Welche Folgen hat ein Verstoß gegen die Nutzungsrichtlinie? Die meisten Organisationen wenden gestufte Folgen an: eine mündliche oder schriftliche Verwarnung und Nachschulung bei einem kleinen Fehltritt, eingeschränkter Zugang bei einem schwereren Verstoß, Kündigung bei einem vorsätzlichen oder wiederholten Verstoß und die Meldung an die Behörden, wenn das Verhalten strafbar war. Zwei Dinge sorgen dafür, dass diese Folgen Bestand haben - die Sanktion muss in der unterschriebenen Richtlinie genannt sein, und sie muss konsequent auf alle angewendet werden.

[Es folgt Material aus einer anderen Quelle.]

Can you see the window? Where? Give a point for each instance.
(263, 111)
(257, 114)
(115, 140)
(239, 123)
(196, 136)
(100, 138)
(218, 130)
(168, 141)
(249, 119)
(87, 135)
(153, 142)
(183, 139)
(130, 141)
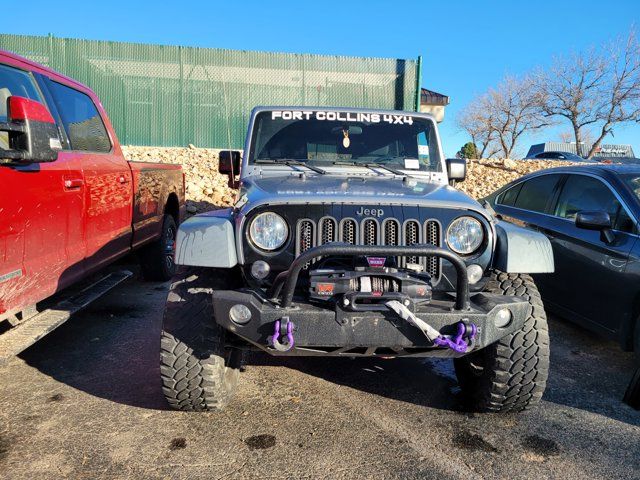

Ist die private Nutzung von Unternehmensgeräten unter einer AUP erlaubt? Meist in gewissem Rahmen. Viele AUPs erlauben eine angemessene, gelegentliche private Nutzung - leichtes Surfen oder eine kurze Nachricht in der Pause - und ziehen zugleich klare Grenzen bei illegalen Inhalten, Belästigung, dem Betreiben eines Nebengeschäfts auf Firmengeräten und dem Speichern privater Dateien, die Arbeitsdaten verdrängen. Sinn der Klausel ist es, eine ausdrückliche Erwartung zu setzen, statt die Belegschaft raten zu lassen, was als faire Nutzung gilt.

Das Wichtigste in Kürze

Eine Nutzungsrichtlinie ist das menschenlesbare Regelwerk für die Unternehmenstechnik: Sie legt fest, wer erfasst ist, was diese Personen mit Geräten, Netzwerken und Daten tun dürfen und was nicht, wie Sicherheit und private Nutzung gehandhabt werden, was überwacht wird und was bei einem Regelverstoß passiert. Die stärksten Richtlinien sind konkret (echte Klauseln, kein „nutzen Sie verantwortungsvoll”), werden bei der Übergabe unterschrieben, decken auch BYOD und Remote-Arbeit ab und werden konsequent angewendet. Binden Sie jede Bestätigung an die Person und die Ausstattung, die sie tatsächlich hält, und die AUP hört auf, ein Aktenschrank-Dokument zu sein, und wird zu etwas, das Sie durchsetzen können.